VAuroch comments on What should a friendly AI do, in this situation? - Less Wrong

8 Post author: Douglas_Reay 08 August 2014 10:19AM

You are viewing a comment permalink. View the original post to see all comments and the full post content.

Comments (66)

You are viewing a single comment's thread. Show more comments above.

Comment author: VAuroch 09 August 2014 07:12:32AM 1 point [-]

Of course an FAI has business running those simulations. If it doesn't, how would it know whether the results are worth it? If the consequences of being truthful are 99% that the world is destroyed with all the humans in it, and the consequences of deception are 99% that the world is saved and no one is the wiser, an AI that does not act to save the world is not behaving in our best interests; it is unfriendly.

Comment author: ChristianKl 09 August 2014 12:32:53PM 0 points [-]
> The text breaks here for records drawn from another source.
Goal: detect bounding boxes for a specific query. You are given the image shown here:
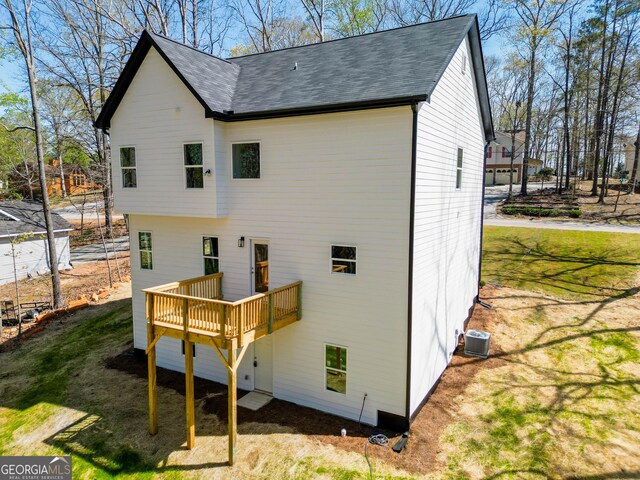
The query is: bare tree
[507,0,566,196]
[3,0,63,308]
[389,0,508,40]
[300,0,325,42]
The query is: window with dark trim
[324,345,347,395]
[138,232,153,270]
[331,245,356,275]
[180,340,196,357]
[231,142,260,178]
[184,143,204,188]
[120,147,138,188]
[456,148,464,190]
[202,237,220,275]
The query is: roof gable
[96,15,493,138]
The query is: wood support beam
[184,340,196,450]
[227,348,238,465]
[147,324,158,435]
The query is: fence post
[267,293,273,333]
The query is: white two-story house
[97,15,493,458]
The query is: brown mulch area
[498,180,640,224]
[0,258,131,344]
[107,287,504,473]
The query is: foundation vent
[464,330,491,358]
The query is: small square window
[331,245,356,275]
[324,345,347,395]
[184,143,204,188]
[181,340,196,357]
[138,232,153,270]
[232,143,260,178]
[202,237,220,275]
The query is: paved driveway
[484,183,640,234]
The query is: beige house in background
[624,137,636,175]
[484,131,542,185]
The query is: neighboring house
[47,158,102,197]
[485,131,542,185]
[623,137,636,178]
[96,12,493,446]
[0,200,73,284]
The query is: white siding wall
[127,108,412,423]
[0,233,69,284]
[410,36,484,413]
[110,47,225,217]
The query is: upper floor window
[331,245,356,275]
[456,148,464,190]
[232,142,260,178]
[184,143,204,188]
[120,147,138,188]
[138,232,153,270]
[202,237,220,275]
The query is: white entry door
[251,239,273,393]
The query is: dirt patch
[107,287,504,473]
[498,182,640,224]
[0,258,131,344]
[67,215,129,248]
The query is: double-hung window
[202,237,220,275]
[184,143,204,188]
[231,142,260,178]
[120,147,138,188]
[456,148,464,190]
[331,245,356,275]
[138,232,153,270]
[324,345,347,395]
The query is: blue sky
[0,5,506,93]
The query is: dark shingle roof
[230,16,475,114]
[96,15,493,136]
[0,200,73,237]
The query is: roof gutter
[205,94,427,122]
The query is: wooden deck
[143,273,302,465]
[143,273,302,349]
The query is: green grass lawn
[482,227,640,299]
[0,227,640,480]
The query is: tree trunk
[6,0,63,308]
[520,36,538,196]
[629,124,640,188]
[598,22,632,203]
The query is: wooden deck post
[227,342,238,465]
[184,340,196,450]
[182,298,196,450]
[147,293,158,435]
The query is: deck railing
[143,273,302,342]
If it doesn't, how would it know whether the results are worth it?

Precommitment to not be manipulative.

Comment author: VAuroch 09 August 2014 11:12:30PM -1 points [-]

How is it supposed to know whether that precommitment is worthwhile without simulating the results either way? Even if an AI doesn't intend to be manipulative, it's still going to simulate the results to decide whether that decision is correct.

Comment author: ChristianKl 09 August 2014 11:44:17PM 1 point [-]

How is it supposed to know whether that precommitment is worthwhile without simulating the results either way?

Because the programmer tells the FAI that part of being a FAI means being precommitted not to manipulate the programmer.

Comment author: VAuroch 10 August 2014 12:49:36AM -1 points [-]

Why would the programmer do this? It's unjustified and seems necessarily counterproductive in some perfectly plausible scenarios.

Comment author: ChristianKl 10 August 2014 09:48:00AM 0 points [-]

Because most of the scenario's where the AI manipulates are bad. The AI is not supposed to manipulate just because it get's a utility calculation wrong.

Comment author: VAuroch 10 August 2014 09:57:10AM 0 points [-]

Because most of the scenario's where the AI manipulates are bad.

You really aren't sounding like you have any evidence other than your gut, and my gut indicates the opposite. Precommiting never to use a highly useful technique regardless of circumstance is a drastic step, which should have drastic benefits or avoid drastic drawbacks, and I don't see why there's any credible reason to think either of those exist and outweigh their reverses.

Or in short: Prove it.

On a superficial note, you have two extra apostrophes in this comment; in "scenario's" and "get's".

Comment author: ChristianKl 10 August 2014 10:36:07AM 0 points [-]

If you want an AI that's maximally powerful why limit it's intelligence growths in the first place?

We want safe AI. Safety means that it's not necessary to prove harm. Just because the AI calculates that it should be let out of the box doesn't mean that it should do anything in it's power to get out.

Comment author: VAuroch 10 August 2014 11:07:18AM 0 points [-]

Enforced precommitments like this are just giving the genie rules rather than making the genie trustworthy. They are not viable Friendliness-ensuring constraints.

If the AI is Friendly, it should be permitted to take what actions are necessary. If the AI is Unfriendly, then regardless of limitations imposed it will be harmful. Therefore, impress upon the AI the value we place on our conversational partners being truthful, but don't restrict it.

Comment author: ChristianKl 10 August 2014 11:43:09AM -1 points [-]

If the AI is Unfriendly, then regardless of limitations imposed it will be harmful.

That's not true. Unfriendly doesn't mean that the AI necessarily tries to destroy the human race. If you tell the paperclip AI: Produce 10000 paperclips, it might produce no harm. If you tell it to give you as many paperclips as possible it does harm.

When it comes to powerful entities you want checks&balances. The programmers of the AI can do a better job at checks&balances when the AI is completely truthful.